Fauzan menyatakan, sertifikasi tanah wakaf tidak dipungut biaya. BPN bisa dibantu Baznas, khususnya untuk lokasi tanah wakaf yang jauh. Fauzan jug minta para Camat untuk aktif mengkoordinasikan dan memobilisasi kepala desa agar proses sertifikasi tanah wakaf dapat dipercepat.
Kepala Kanwil BPN NTB, Stanley, mengatakan, berdasarkan data Kanwil BPN NTB, terdapat 1.085 bidang tanah wakaf yang telah diidentifikasi, dan jumlah tanah yang telah bersertifikat mencapai 5.462 bidang, atau sekitar 54 persen. Stanley minta agar segera menginventarisasi jumlah tanah wakaf di masing-masing daerah untuk dapat segera ditindaklanjuti. Kepala KUA dan Kementerian Agama diminta segera menindaklanjutinya agar setifikasi tanah wakaf dapat segera tuntas.

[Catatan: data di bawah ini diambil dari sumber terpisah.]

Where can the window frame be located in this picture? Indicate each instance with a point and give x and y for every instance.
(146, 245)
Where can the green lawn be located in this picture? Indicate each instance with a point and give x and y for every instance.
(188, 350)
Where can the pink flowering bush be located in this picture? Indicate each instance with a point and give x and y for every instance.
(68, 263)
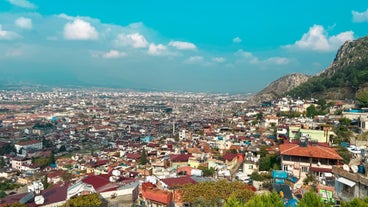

Komisioner Badan Wakaf Indonesia (BWI) NTB, Zainuddin, mengatakan, tanah wakaf sering menjadi objek sengketa di pengadilan akibat tidak didaftarkan secara resmi. Risiko utamanya adalah gugatan dari ahli waris, terlebih jika saksi telah meninggal, sehingga membuka peluang masuknya pihak ketiga.
“Kesulitan pengelolaan tanah wakaf juga sering terjadi karena tidak adanya sertifikat, sehingga riskan untuk disalahgunakan. Oleh karena itu, pencatatan administrasi tanah wakaf tidak boleh diabaikan,” tegas Zainuddin.